The Australian Institute of Petroleum said the national weekly average for petrol prices jumped by 14.9 cents in the past week to a record 212.5 cents a litre, after ranging from 210.4 cents to 214 cents.
As if households aren’t facing enough pressure at the petrol bowser, economists expect prices could go even higher with crude oil prices remaining elevated and back above $US100 a barrel.
The federal government has promised to provide some support for households in next week’s budget in the face of escalating cost of living pressures.
There has been speculation the Treasurer Josh Frydenberg may temporarily reduce fuel excise from 44 cents a litre.
But Deloitte Access Economics economist Chris Richardson warned such supports could further fuel inflation and bring forward the timing of an expected interest rate rise by the Reserve Bank of Australia this year.
He said it is also difficult to remove such assistance once in place.
“These bandaids go on fast but come off slow,” he says.
Meanwhile, a new survey showed Australia’s small business sector achieved the weakest rate of growth in the Asia Pacific region in 2021.
The CPA Australia Asia Pacific survey found more Australian small businesses shrank in 2021 than grew.
Only 32.2 per cent of Australian respondents said their business grew last year, compared to a survey average of 47.3 per cent, while 35.5 per cent reported that they shrank.

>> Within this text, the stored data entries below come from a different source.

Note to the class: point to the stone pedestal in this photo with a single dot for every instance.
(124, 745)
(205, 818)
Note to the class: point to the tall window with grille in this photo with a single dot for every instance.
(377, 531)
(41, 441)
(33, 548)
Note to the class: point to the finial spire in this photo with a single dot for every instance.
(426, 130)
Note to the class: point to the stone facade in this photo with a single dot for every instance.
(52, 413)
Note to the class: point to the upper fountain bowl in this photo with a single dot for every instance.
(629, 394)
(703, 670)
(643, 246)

Not only did Australian small businesses record the lowest rate of revenue growth at 33.7 per cent – compared to a survey average 50.2 per cent. Only 7.1 per cent increased employee numbers, versus a survey average of 28.7 per cent.

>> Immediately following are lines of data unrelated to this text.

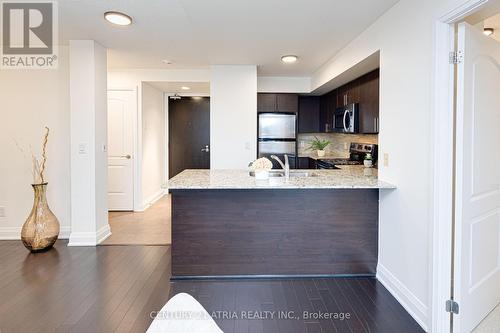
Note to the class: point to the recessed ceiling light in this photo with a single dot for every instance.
(488, 31)
(117, 18)
(289, 59)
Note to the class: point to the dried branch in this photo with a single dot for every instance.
(44, 153)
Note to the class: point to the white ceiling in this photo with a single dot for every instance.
(198, 33)
(201, 88)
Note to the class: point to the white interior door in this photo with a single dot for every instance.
(477, 232)
(121, 111)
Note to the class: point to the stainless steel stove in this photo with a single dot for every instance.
(357, 153)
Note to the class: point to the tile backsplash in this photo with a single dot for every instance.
(340, 142)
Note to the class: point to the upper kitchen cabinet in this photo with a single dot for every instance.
(309, 114)
(348, 94)
(272, 102)
(369, 102)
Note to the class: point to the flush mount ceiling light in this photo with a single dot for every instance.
(488, 31)
(117, 18)
(288, 59)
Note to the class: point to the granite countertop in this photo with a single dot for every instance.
(347, 177)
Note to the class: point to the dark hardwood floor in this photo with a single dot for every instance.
(115, 288)
(82, 289)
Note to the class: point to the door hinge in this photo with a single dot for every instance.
(456, 57)
(452, 306)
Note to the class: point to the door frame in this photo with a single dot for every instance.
(166, 98)
(136, 150)
(444, 144)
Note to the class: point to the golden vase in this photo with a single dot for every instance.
(41, 229)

The survey took in small businesses from Indonesia, the Philippines and India, which led the region by growth.
CPA Australia senior manager business policy Gavan Ord said the survey shows when it comes to Australian small businesses, technology is their weak link, and should be a wake-up call ahead of the federal election due in May.
“Small businesses are incredibly important to Australia’s economy,” he said.
“Whichever party forms government, we want them to ensure Australia’s Digital Economy Strategy reflects the importance of small business and supports them to succeed in the digital economy.”